Throughout your video I was constantly thinking about many cheap LED bulbs actually having "planned obsolescence" and Clives videos about it. Nice that you brought it up yourself.
And there's a perfect example that LEDs can run almost indefinitely: the "Dubai lamps", manufactured by Philips, with more LEDs than usual, proper heatsinks and a decent controller that runs the LEDs with less current, thus cooler, leading to a hugely increased lifespan. (Clive did quite a few videos about them and how you can "hack" some normal LED bulbs to get on a similar lifespan with only minor loss of brightness)
Dubai lamp is based on glass chip that is impossible to be properly heatsinked. they made it efficient just by using double the filament at the same power level thus increases its efficiency and lifetime. total heat output might be roughly similar since they have the same power. as the driver, i believe there's nothing different compared to their standard deco classic lamp
@@n.shiina8798 LED filaments don't NEED to be heat sinked. The large surface area alone and helium gas fill of the bulb is enough to draw heat away. With appropriate power draw they run for ages just fine. See the video Filament LED Light Bulb: 5 years and Teardown Time
Terrific video. Very accurate. I've been in the lighting industry for 20+ years and you really nailed the key issues.

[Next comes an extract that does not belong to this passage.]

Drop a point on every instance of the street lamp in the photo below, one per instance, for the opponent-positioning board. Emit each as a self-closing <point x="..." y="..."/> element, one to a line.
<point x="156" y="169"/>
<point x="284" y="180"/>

And you are very accurate about the lifespan of LED lamps being largely predicated on cost cutting.
It would be interesting if you would do a follow up on the Dubai LED light bulb which is designed to last much longer than a normal LED by increasing the number of LEDS and underpowering the diodes.
And contrary to the incandescent lights, being more efficient at the same time as lasting longer…
It comes from Dubai so you know it's just bullshit
I came down here to comment this very thing! please do! BigClive has done a great video overviewing the technical side of the subject.
Phillips now sells 200 lumen/Watt bulbs elsewhere under the UE (ultra efficiency) label. There are other vendors reaching that too. EU changed the labeling on light sources and now most LED bulbs don't even get a C. The UE lamps get an A.
unlike incandecent bulb when you underrun led the effiency goes up and it last longer
Fellow Chicagoan here, I was a retail rep for the ComEd energy efficiency programs for around 7 years all over the loop, west side and Evanston/Skokie. We discounted CFLs and LEDs for over 10 years along with smart strips and TSTATS.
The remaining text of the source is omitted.